Dass viele Muslime in diesem Jahr ihren Urlaub während des Ramadan nehmen oder Betriebe, wie die Renault-Autowerke im August sowieso geschlossen sind und ihre Mitarbeiter in die Ferien schicken, entschärft das Problem. Es ist allerdings bemerkenswert, dass sehr viele Franzosen nordafrikanischer Herkunft den Urlaub nicht wie üblich bei Verwandten in der ehemaligen Heimat verbringen, sondern lieber in Frankreich. Da es hier weniger heiß ist, sei der Ramadan leichter durchzustehen, meinen sie. Doch wenn sie dann ihre Kinder ins Ferienlager oder in die kommunale Ferienbetreuung schicken wollen, stoßen sie vielfach auf Hindernisse. Vielerorts haben die Stadtverwaltungen oder andere Träger die Teilnahme von fastenden Kindern oder Jugendlichen verboten. Sport und Spiel seien damit unvereinbar, und es könnten Gesundheitsschäden eintreten, argumentieren sie.

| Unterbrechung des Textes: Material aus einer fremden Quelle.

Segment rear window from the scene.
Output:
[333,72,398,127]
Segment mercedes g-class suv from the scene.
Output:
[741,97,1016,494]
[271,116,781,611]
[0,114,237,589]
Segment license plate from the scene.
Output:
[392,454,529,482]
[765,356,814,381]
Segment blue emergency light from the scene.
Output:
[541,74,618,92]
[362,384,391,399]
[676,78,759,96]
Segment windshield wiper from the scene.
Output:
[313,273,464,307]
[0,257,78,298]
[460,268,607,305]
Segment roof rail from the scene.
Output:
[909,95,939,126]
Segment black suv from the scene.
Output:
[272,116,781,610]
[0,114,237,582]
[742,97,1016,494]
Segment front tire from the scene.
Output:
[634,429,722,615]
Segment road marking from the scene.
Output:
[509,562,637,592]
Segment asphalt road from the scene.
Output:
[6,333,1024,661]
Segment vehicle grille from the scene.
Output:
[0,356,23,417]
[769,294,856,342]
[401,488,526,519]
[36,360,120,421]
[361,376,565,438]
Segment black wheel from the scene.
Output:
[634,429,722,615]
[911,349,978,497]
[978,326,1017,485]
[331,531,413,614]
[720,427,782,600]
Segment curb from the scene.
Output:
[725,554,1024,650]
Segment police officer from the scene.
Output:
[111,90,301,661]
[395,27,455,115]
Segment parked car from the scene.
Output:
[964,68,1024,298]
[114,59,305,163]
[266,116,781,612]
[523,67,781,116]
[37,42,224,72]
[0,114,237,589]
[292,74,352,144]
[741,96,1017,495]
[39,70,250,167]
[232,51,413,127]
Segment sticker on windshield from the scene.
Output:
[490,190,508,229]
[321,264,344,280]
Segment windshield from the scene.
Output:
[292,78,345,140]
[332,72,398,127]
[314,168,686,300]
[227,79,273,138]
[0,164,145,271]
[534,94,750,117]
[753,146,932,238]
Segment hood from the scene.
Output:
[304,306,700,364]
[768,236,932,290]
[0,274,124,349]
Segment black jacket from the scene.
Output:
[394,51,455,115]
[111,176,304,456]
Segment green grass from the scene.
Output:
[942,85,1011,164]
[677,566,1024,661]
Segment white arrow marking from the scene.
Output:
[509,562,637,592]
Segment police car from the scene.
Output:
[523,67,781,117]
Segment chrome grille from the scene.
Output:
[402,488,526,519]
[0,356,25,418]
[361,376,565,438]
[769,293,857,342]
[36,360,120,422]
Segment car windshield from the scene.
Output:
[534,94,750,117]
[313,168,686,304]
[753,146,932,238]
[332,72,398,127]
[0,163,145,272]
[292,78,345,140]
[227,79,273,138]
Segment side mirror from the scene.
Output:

Da es in den Familien beim abendlichen »Fastenbrechen« meist einen besonders reich gedeckten Tisch gibt, ist der Bedarf an entsprechenden Lebensmitteln gerade im Ramadan sehr groß. Industrie und Handel haben lange gezögert, sich auf diesen speziellen Bedarf einzustellen, doch heute hat jede große Supermarktkette ihre eigene Marke für den Vertrieb von Produkten, die nach islamischen Regeln gezüchtet – bei Tieren geschlachtet – und verarbeitet wurden. Und auch die Werbewirtschaft hat den Ramadan und darüber hinaus die Zielgruppe der Muslime und ihr Bedarf an Produkten erkannt – und das spezielle Label »Halal« eingeführt.